The irreverent direct-to-consumer clothing brand—one popular item was a tear-away pair of shorts with a speedo-style bathing suit underneath—”was objectively maybe a bad idea,” Hency says, half joking. Nevertheless, the company caught fire—revenue went from $1 million to $8 million. And when Chubbies was acquired by Solo Stove in 2021, it marked a rare retail exit just as the direct-to-consumer boom began to collapse.
After spending a few years on the sidelines, Hency is back: He cofounded Good Day in 2024 with former Chubbies CFO Dave Wardell, and the startup just raised its seed round to solve one of retail’s biggest problems: managing inventory.
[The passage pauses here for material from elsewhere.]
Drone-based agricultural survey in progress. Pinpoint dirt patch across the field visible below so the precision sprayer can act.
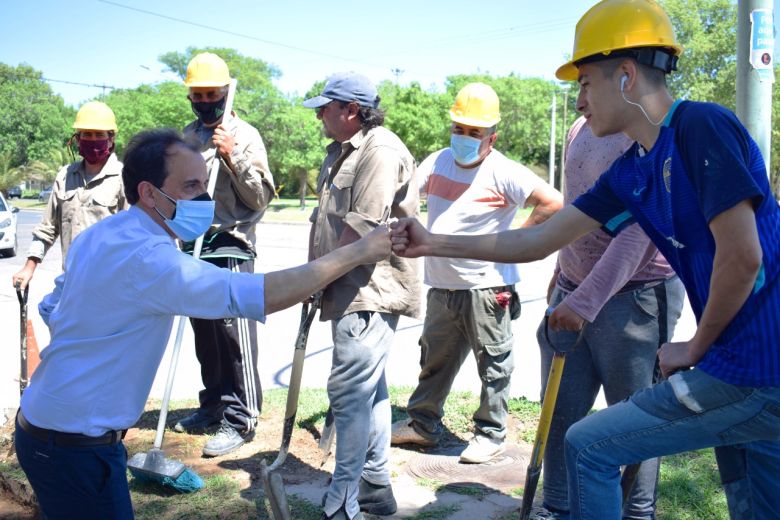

It’s an area in which Hency has hard-earned, first-hand experience. Despite its ultimate success (Hency says Chubbies now does $100 million or more in sales under its new owner), Chubbies almost ran out of cash three times, and at one point managed with negative $2 million cash for 18 months. Managing inventory became critical, and Hency says he struggled with the software tools available at the time.
And in today’s market, clothing brands are under even more pressure to run a tight ship and obsess about everything below the revenue line, Hency says.
“Every single brand now has to manage revenue all the way down to profits, because those profits are the only way they can fund their business,” he says. “The lenders have gone out of business. The VCs aren’t backing brands as much as they were before. If you look up how much VC investments into consumer deals have gone down since before that period, some numbers show over 90% reduction.”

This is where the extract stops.